The constant pool is a table of constant values that can be accessed from the bytecode of any methods from within this class. Some of the constants are String literals defined within the source (or literals used to name classes, fields, methods, variables or signatures), other slots represent Classes, Methods, Fields or Type signatures. These later constant pool entries cross-reference other constant pool entries to describe higher level artifact.
For example constant pool entry #1 is
const #1 = Method #6.#17; // com/amd/aparapi/Kernel."<init>":()V
So entry #1 defines a method. The class containing the method is defined in constant pool entry #6. So lets look at constant pool entry #6.
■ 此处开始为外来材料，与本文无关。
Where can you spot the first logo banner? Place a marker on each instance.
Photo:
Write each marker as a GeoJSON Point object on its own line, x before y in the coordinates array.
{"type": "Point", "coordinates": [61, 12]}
const #1 = Method #6.#17; // com/amd/aparapi/Kernel."<init>":()V
const #6 = class #22; // com/amd/aparapi/Kernel
At constant pool entry #6 we find a class definition which refers to entry #22
const #1 = Method #6.#17; // com/amd/aparapi/Kernel."<init>":()V
const #6 = class #22; // com/amd/aparapi/Kernel
const #22 = Asciz com/amd/aparapi/Kernel;
Which just contains the String (Ascii) name of the class.
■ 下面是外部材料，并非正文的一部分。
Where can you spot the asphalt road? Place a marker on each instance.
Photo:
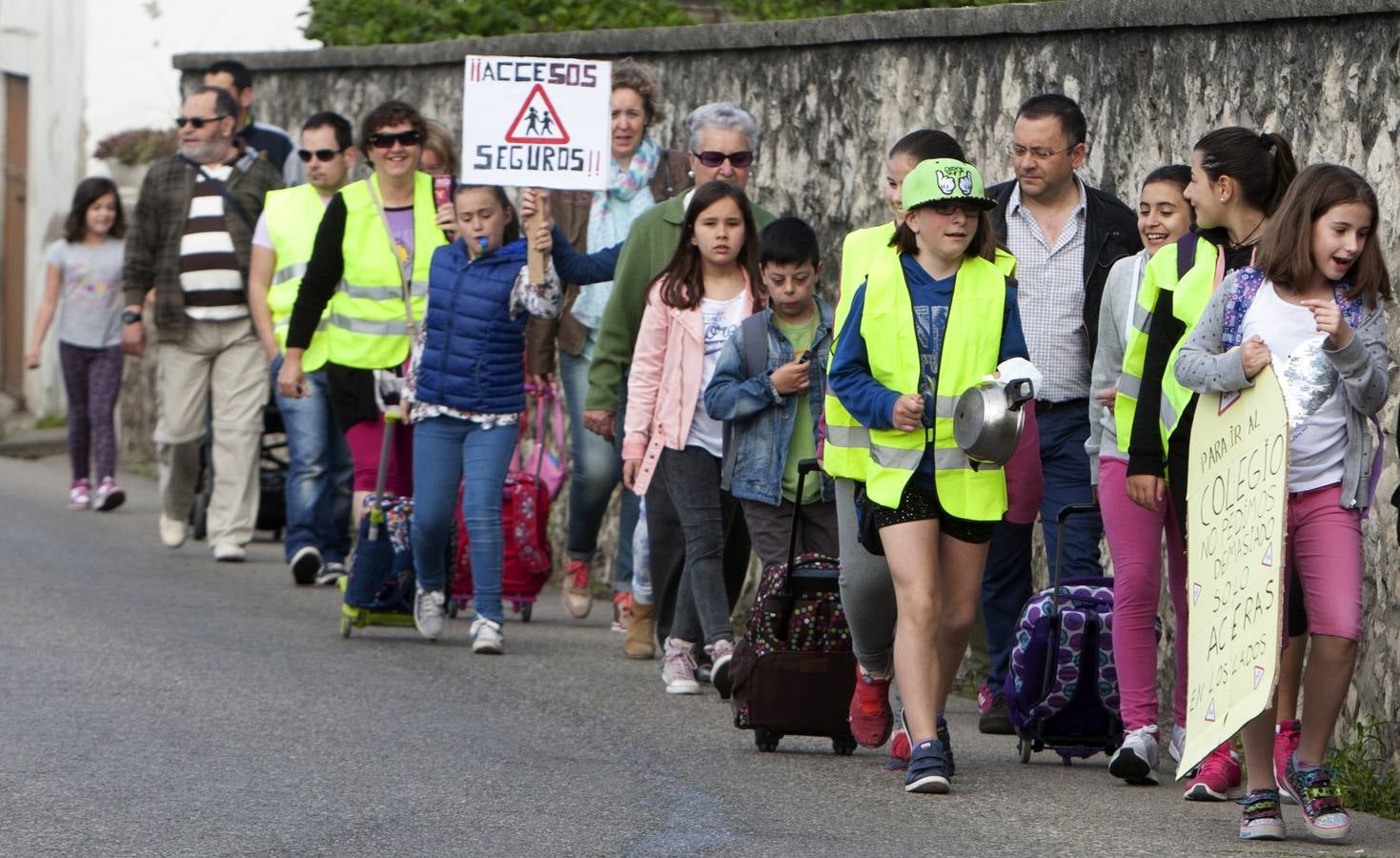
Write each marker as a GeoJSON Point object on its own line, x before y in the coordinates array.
{"type": "Point", "coordinates": [155, 703]}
Looking back at entry #1 again, we note that the Method also references entry #17 which contains a NameAndType entry for determining the method name and the signature.
const #1 = Method #6.#17; // com/amd/aparapi/Kernel."<init>":()V
const #6 = class #22; // com/amd/aparapi/Kernel
const #17 = NameAndType #10:#11;// "<init>":()V
const #22 = Asciz com/amd/aparapi/Kernel;
Entry #17’s “NameAndType” references #10 for the method name.
const #1 = Method #6.#17; // com/amd/aparapi/Kernel."<init>":()V
const #6 = class #22; // com/amd/aparapi/Kernel
const #10 = Asciz <init>;
const #17 = NameAndType #10:#11;// "<init>":()V
const #22 = Asciz com/amd/aparapi/Kernel;
And then references #11 to get the signature.
const #1 = Method #6.#17; // com/amd/aparapi/Kernel."<init>":()V
const #6 = class #22; // com/amd/aparapi/Kernel
const #10 = Asciz <init>;
const #11 = Asciz ()V;
const #17 = NameAndType #10:#11;// "<init>":()V
const #22 = Asciz com/amd/aparapi/Kernel;
So from constant pool #1 we ended up using slots 1,6,10,11,17 and 22 to fully resolve the method.
This looks like a lot of work, however by breaking method and field references up like this, allows the various slots to be reused by other field/method descriptions.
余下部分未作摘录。